How to balance a complex chemical equation?
I've always struggled in terms of knowing where to start when balancing long equations, eg:
As2O3 + Zn +HNO3 --> ASH3 + ZN(NO3)2 + H20
I always tend to leave singular elements last because theyre easiest to balance (eg Zinc in this case) but where do I start for the others?
As2O3 + Zn +HNO3 --> ASH3 + ZN(NO3)2 + H20
I always tend to leave singular elements last because theyre easiest to balance (eg Zinc in this case) but where do I start for the others?
Reply 1
Original post by usernihilnomen
I've always struggled in terms of knowing where to start when balancing long equations, eg:
As2O3 + Zn +HNO3 --> ASH3 + ZN(NO3)2 + H20
I always tend to leave singular elements last because theyre easiest to balance (eg Zinc in this case) but where do I start for the others?

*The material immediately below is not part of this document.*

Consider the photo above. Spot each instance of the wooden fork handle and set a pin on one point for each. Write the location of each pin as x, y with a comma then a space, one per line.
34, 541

As2O3 + Zn +HNO3 --> ASH3 + ZN(NO3)2 + H20
I always tend to leave singular elements last because theyre easiest to balance (eg Zinc in this case) but where do I start for the others?
Stepwise approach is the most effective method to balance equation redox. Let us work through your example together:
Unbalanced Equation:
As2O3 + Zn + HNO3 ==> AsH3 + Zn(NO3)2 + H2O
a) Identify Redox Pairs
In this reaction:
As is reduced (from +3 in As2O3 to -3 in AsH3)
Zn is oxidized (from 0 to +2 in Zn(NO3)2)
b) Oxidation Number
For example in As2O3: +3 (since O is -2)
Zn: 0 (as a pure element)
In AsH3: -3 (with H being +1)
Zn in Zn(NO3)2: +2
c) : Write the Half-Reactions
For Reduction (As):
As2O3 ==> AsH3
Balance As: As2O3 ==> 2AsH3
H2O with O: As2O3 ==> 2AsH3 + 3H2O
– If it’s an acidic solution, balance H with H^+:
As2O3+ 12H^+ ==> 2AsH3 + 3H2O
− Balance charge: As2O3 + 12H^+ + 12e⁻ ==> 2AsH3 + 3H2O
For Oxidation (Zn):
Zn ==> Zn^2+
Zn==> Zn^2+ + 2e⁻
d) : Balance Electrons
Multiply the oxidation reaction by 6 in order to have 12 electrons, the same amount as in the reduction step:
6Zn ==> 6Zn^2+ + 12e⁻
Now we can combine the half-reactions:
2AsH3+ 3H2O + 6Zn^2+ + 12e⁻ + As2O3 + 12H^+
Cancel out the electrons:
As2O3 + 12H^+ + 6Zn → 2AsH3 + 3H2O + 6Zn^2+
e) : Introduce NO3^- (from HNO3)
The 6Zn^2+ will react with 12NO3^- to produce a total of 6 Zn(NO3)2:
6Zn^2+ + 12NO3^- ==> 6Zn(NO3)2
Therefore we need 12 HNO3 to provide the H^+ and NO3^-:
As2O3+ 6Zn + 12HNO3 ==> 2AsH3 + 6Zn(NO3)2 + 3H2O
f) : Check the Balance
As: 2 on both sides
Zn: 6 on both sides
− H: 12 on the left (from HNO3) and 12 on the right (6 in AsH3 and 6 in H2O)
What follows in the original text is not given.